INSERT INTO exampleTbl VALUES('he doesn't work for me')
where doesn't contain the apostrophe.
What is the way to insert text having ' (apostrophe) into a SQL table.
回答1:
In SQL, the way to do this is to double the apostrophe:
'he doesn''t work for me'
If you are doing this programmatically, you should use an API that accepts parameters and escapes them for you, like prepared statements or similar, rather that escaping and using string concatenation to assemble a query.
回答2:
INSERT INTO exampleTbl VALUES('he doesn''t work for me')
If you're adding a record through ASP.NET, you can use the SqlParameter object to pass in values so you don't have to worry about the apostrophe's that users enter in.
回答3:
try this
INSERT INTO exampleTbl VALUES('he doesn''t work for me')
回答4:
$value = "he doesn't work for me";
$new_value = str_replace("'", "''", "$value"); // it looks like " ' " , " ' ' "

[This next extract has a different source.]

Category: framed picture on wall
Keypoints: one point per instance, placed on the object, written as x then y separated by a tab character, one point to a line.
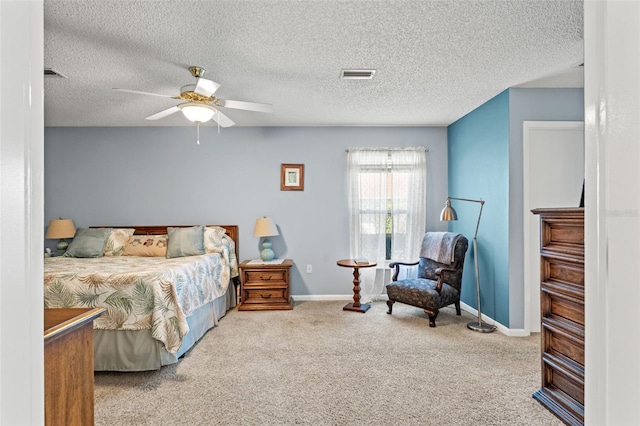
292	177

INSERT INTO exampleTbl (`column`) VALUES('$new_value')
回答5:
I know the question is aimed at the direct escaping of the apostrophe character but I assume that usually this is going to be triggered by some sort of program providing the input.
What I have done universally in the scripts and programs I have worked with is to substitute it with a ` character when processing the formatting of the text being input.

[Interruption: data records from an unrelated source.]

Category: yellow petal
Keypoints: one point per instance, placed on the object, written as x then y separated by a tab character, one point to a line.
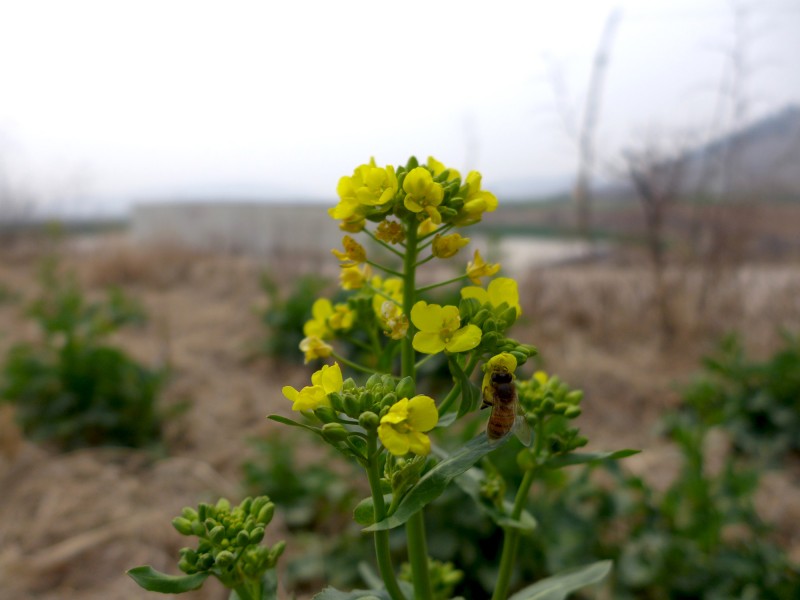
464	339
422	413
428	343
393	441
504	289
476	292
419	443
331	378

Now I know that in some cases, the backtick character may in fact be part of what you might be trying to save (such as on a forum like this) but if you're simply saving text input from users it's a possible solution.
Going into the SQL database
$newval=~s/\'/`/g;
Then, when coming back out for display, filtered again like this:
$showval=~s/`/\'/g;
This example was when PERL/CGI is being used but it can apply to PHP and other bases as well. I have found it works well because I think it helps prevent possible injection attempts, because all ' are removed prior to attempting an insertion of a record.
回答6:
insert into table1 values("sunil''s book",123,99382932938);
use double apostrophe inside of single apostrophe, it will work
回答7:
yes, sql server doesn't allow to insert single quote in table field due to the sql injection attack. so we must replace single appostrophe by double while saving.
(he doesn't work for me) must be => (he doesn''t work for me)
回答8:
you can use backslash '\' if you want to display a single quote in your text.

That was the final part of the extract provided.